1. Field of the Invention
The present invention relates to a high voltage charging circuit and, more particularly, to a high voltage charging circuit for charging a high voltage capacitor.
2. Description of the Related Art
For cameras, when a user needs to take a picture in insufficient light, the camera utilizes a flash to provide extra light to obtain better exposure effects. However, a working voltage (such as 300 volts) of the flash is much higher than a voltage (such as 5 volts) of a direct current used in the camera; therefore, a high voltage charging circuit is utilized to raise the voltage of the direct current by using a transformer with a high transformation ratio to charge a capacitor. When a voltage on the capacitor reaches the working voltage of the flash, the capacitor can be used to provide current to the flash.
As shown in FIG. 1, a conventional high voltage charging circuit 10, also known as a ring chock converter (RCC), comprises: a direct current power source 12 (for example, a 5 volt supply), three resistors 14, 16, and 30, a power transistor 18, a transformer 20, a diode 22, a high voltage capacitor 24 (for example, a 300 volt capacitor), a Zener diode 26 (with, for example, a breakdown voltage of 300 volts), a capacitor 28, and an idle control circuit 32. The transformer 20 has a primary side winding N1, a secondary side winding N2, and an auxiliary winding N3. The primary side winding N1 and the auxiliary winding N3 induct with the secondary side winding N2; the primary side winding N1 and the secondary side winding N2 are oppositely polarized, and the number of coils on the secondary side winding N2 is N times the number of coils on the primary side winding N1 (e.g. 60 times).
When the direct current power source 12 provides current to the transformer 20, the resistor 14 and the primary side winding N1 are inductive with each other, the power transistor 18 is in a saturated state, and the auxiliary winding N3 and the resistor 14 are inductive with each other. A current passes through the primary side winding N1, which is a magnetically induced current that stores its energy in the transformer 20 instead of charging the high voltage capacitor 24.

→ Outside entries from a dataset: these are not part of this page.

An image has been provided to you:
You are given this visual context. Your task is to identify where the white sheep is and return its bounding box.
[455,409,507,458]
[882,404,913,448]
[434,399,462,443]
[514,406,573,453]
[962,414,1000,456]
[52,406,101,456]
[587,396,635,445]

When the current passing through the resistor 14 increases, the power transistor 18 moves to an active state, which reduces the current passing through the primary side winding N1, and so the polarities of the primary side winding N1 and the auxiliary winding N3 are reversed. Then, the power transistor 18 transitions into a cut-off state, and the secondary side winding N2 and the diode 22 become inductive with each other to perform a charging process on the high voltage capacitor 24 with a charging current. When the secondary side winding N2 transfers the energy stored in the transformer 20 to the high voltage capacitor 24, the primary side winding N1 goes back to its original state, and becomes inductive with the resistor again.
When the voltage on the high voltage capacitor 24 reaches a predetermined value (for example, 300 volts), this voltage will cause the Zener diode 26 to breakdown and short, which activates the idle control circuit 32 to stop the transformer 20 from charging the high voltage capacitor 24.
FIG. 2 is a graph of a charging current with time. As shown in FIG. 2, only when the charging current drops back to zero, the transformer 20 starts to provide the charging current to the high voltage capacitor 24 for charging.
Accordingly, the conventional high voltage charging circuit 10 has the following disadvantages:
(1) The power transistor 18 is a BJT, which needs a base-polar driving current, and has a saturation voltage VCE of about 300 mV. Therefore, the power transistor 18 itself wastes a lot of energy and thus leads to a poor charging efficiency of the high voltage charging circuit 10.
(2) Since the transformer 20 needs the auxiliary winding N3, and as the switching frequency of the power transistor 18 is usually 100 kHz, the size of the transformer 20 is not easy to minimize.
(3) Since the conventional high voltage charging circuit 10 does not operate under a continuous conduction mode, it has a low efficiency.
Therefore, it is desirable to provide a high voltage charging circuit for charging a high voltage capacitor to mitigate and/or obviate the aforementioned problems.